2009-02-01 | 日本人作家 た
著者の作品は、『マークスの山』『レディ・ジョーカー』と読んだことがあって、
数ページ読んでいくと、うわ、こりゃヘビーそうな内容だぞ、と思うのですが、
読み進めていくうちにハマってしまい、序盤の想像通り、重苦しい部分も多いの
ですが、作品中に意識を溶け込ませるとでもいいましょうか、物語に引き込まれ
ていくのです、ぐいぐいと。

心の奥に凶暴性を持つ男、という男がいるのですが、その男の背景がなんとも
壮絶というか、悲惨というか。
だからって、殺人を犯す必然性は無いのですが、かつては手のつけられない
ほどの悪童だった男が、その後普通に就職し工場で働き、教師の女性と結婚し、
公団住宅に住み、男の子を授かり、しかし、衝動とはいえない他人にむけられ
た狂気を抱くまでのプロセスがしっかりと描けています。

この男の幼馴染みで、警視庁捜査一課の刑事。

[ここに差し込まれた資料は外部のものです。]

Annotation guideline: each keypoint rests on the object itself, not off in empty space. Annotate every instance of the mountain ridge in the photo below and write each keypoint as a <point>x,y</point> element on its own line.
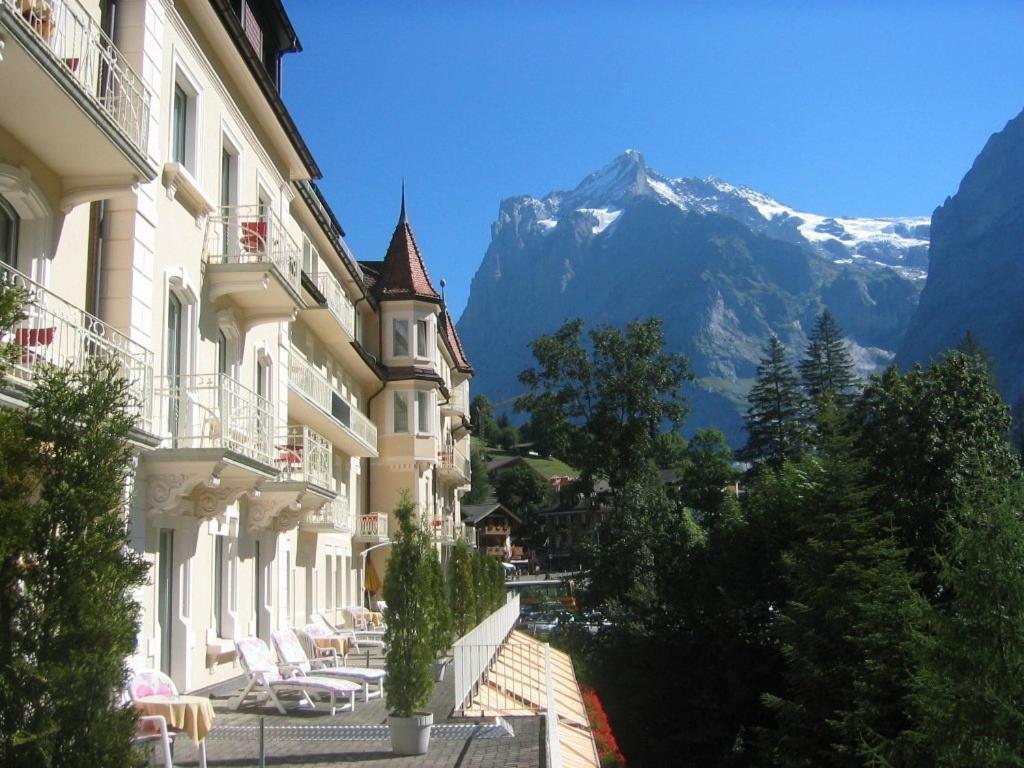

実直に職務をまっとうしているか
といえばそうではなく、だんだんとまずい立場に。
別れた元妻の兄(つまり元義兄)は、検事。妻と別れても交流はもち続けている。
あれ、この構図、どこかで読んだことがあるな、違う作家?と思い、本棚にある
本の中からそれらしいのを推量して、判明したのが、『レディ・ジョーカー』
でした。この刑事は『レディ・ジョーカー』にも出てました。

ズシンとなにか重たいものが心に響く、重厚感あふれる、そんな作品でした。
ただ、敢えて苦言をいうならば、はじめの部分の、工場の工程描写。
後でそれなりに重要になってくるので、ここはきちんと説明されているな、
というのは分かるのですが、ちょっと読み苦しかったかな。